Diosdado, El Elefante, acababa de entrar por atrás. El Cónsul lo vio quitarse la chaqueta negra, colgarla en el armario y luego tentarse en el bolsillo de la camisa inmaculadamente blanca buscando una pipa que por él asomaba. Sacóla y comenzó a llenarla con el contenido de un paquete en el que se leía ‘Tabaco Country Club de El Buen Tono”. El Cónsul se acordó ahora de su pipa: allí estaba, no cabía duda.
―‘Sí, sí’, mister ―respondió inclinando la cabeza para oír la pregunta del Cónsul―. ‘Claro’. No, mi pipa… este… no es inglesa. Es de Monterrey. Estaba usted… este borracho un día. ¿No, señor?
―‘Cómo no’ ―dijo el Cónsul―. Dos veces al día.
―Estaba usted borracho tres veces al día ―dijo Diosdado y su mirada, el insulto y el alcance de su rebajamiento invadieron el alma del Cónsul―. Entonces va a regresar a los Estados Unidos ―añadió mientras buscaba algo detrás del mostrador.
―¿Yo?

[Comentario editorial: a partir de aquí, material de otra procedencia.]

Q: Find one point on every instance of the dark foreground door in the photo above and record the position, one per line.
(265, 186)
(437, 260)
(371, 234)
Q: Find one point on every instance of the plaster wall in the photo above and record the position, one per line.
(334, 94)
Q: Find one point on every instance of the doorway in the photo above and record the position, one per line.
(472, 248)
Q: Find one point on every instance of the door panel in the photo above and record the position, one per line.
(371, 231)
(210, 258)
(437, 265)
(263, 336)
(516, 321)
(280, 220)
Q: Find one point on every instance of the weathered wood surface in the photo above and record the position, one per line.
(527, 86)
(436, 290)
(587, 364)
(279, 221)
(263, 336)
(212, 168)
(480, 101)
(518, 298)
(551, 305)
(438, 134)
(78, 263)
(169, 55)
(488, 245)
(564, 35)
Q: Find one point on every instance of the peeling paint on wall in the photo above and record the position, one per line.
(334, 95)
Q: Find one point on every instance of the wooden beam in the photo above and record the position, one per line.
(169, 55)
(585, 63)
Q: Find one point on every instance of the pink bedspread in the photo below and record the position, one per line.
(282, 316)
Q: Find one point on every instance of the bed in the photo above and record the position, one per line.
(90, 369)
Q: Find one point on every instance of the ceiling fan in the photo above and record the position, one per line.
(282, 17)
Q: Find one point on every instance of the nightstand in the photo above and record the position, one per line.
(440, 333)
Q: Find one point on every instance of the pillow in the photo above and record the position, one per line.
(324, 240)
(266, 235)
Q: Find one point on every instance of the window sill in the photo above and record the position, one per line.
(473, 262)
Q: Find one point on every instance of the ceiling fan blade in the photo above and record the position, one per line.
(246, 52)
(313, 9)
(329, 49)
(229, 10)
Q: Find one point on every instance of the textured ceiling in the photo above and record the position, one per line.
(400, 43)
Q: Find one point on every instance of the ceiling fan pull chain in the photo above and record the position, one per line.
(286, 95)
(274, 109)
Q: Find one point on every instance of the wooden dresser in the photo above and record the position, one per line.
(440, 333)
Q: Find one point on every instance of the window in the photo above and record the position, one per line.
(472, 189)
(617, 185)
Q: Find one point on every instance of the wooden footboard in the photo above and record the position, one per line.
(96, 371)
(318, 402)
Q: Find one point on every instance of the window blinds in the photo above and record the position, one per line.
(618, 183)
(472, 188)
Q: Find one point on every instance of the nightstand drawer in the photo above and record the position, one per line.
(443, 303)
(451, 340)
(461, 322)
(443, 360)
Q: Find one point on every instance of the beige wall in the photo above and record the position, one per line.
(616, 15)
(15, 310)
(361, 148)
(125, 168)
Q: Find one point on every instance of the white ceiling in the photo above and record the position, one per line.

No. ¿Por qué?
De pronto Diosdado dejó caer sobre el mostrador un grueso paquete de cartas atadas con una liga.
―…¿‘es suyo’? ―preguntó sin rodeos.
¿Dónde están las cartas Geoffrey Firmin las cartas las cartas que te escribió hasta que se rompió su corazón?
Aquí estaban las cartas, aquí y en ningún otro lado: estas eran las cartas y el Cónsul lo supo en seguida sin tener que examinar los sobres. Al hablar no podía reconocer su propia voz:
―‘Sí, señor, muchas gracias’ ―dijo.
―De nada, señor ―Diosdado le volvió la espalda.
La rame inutile fatigue vainement une mer immobile.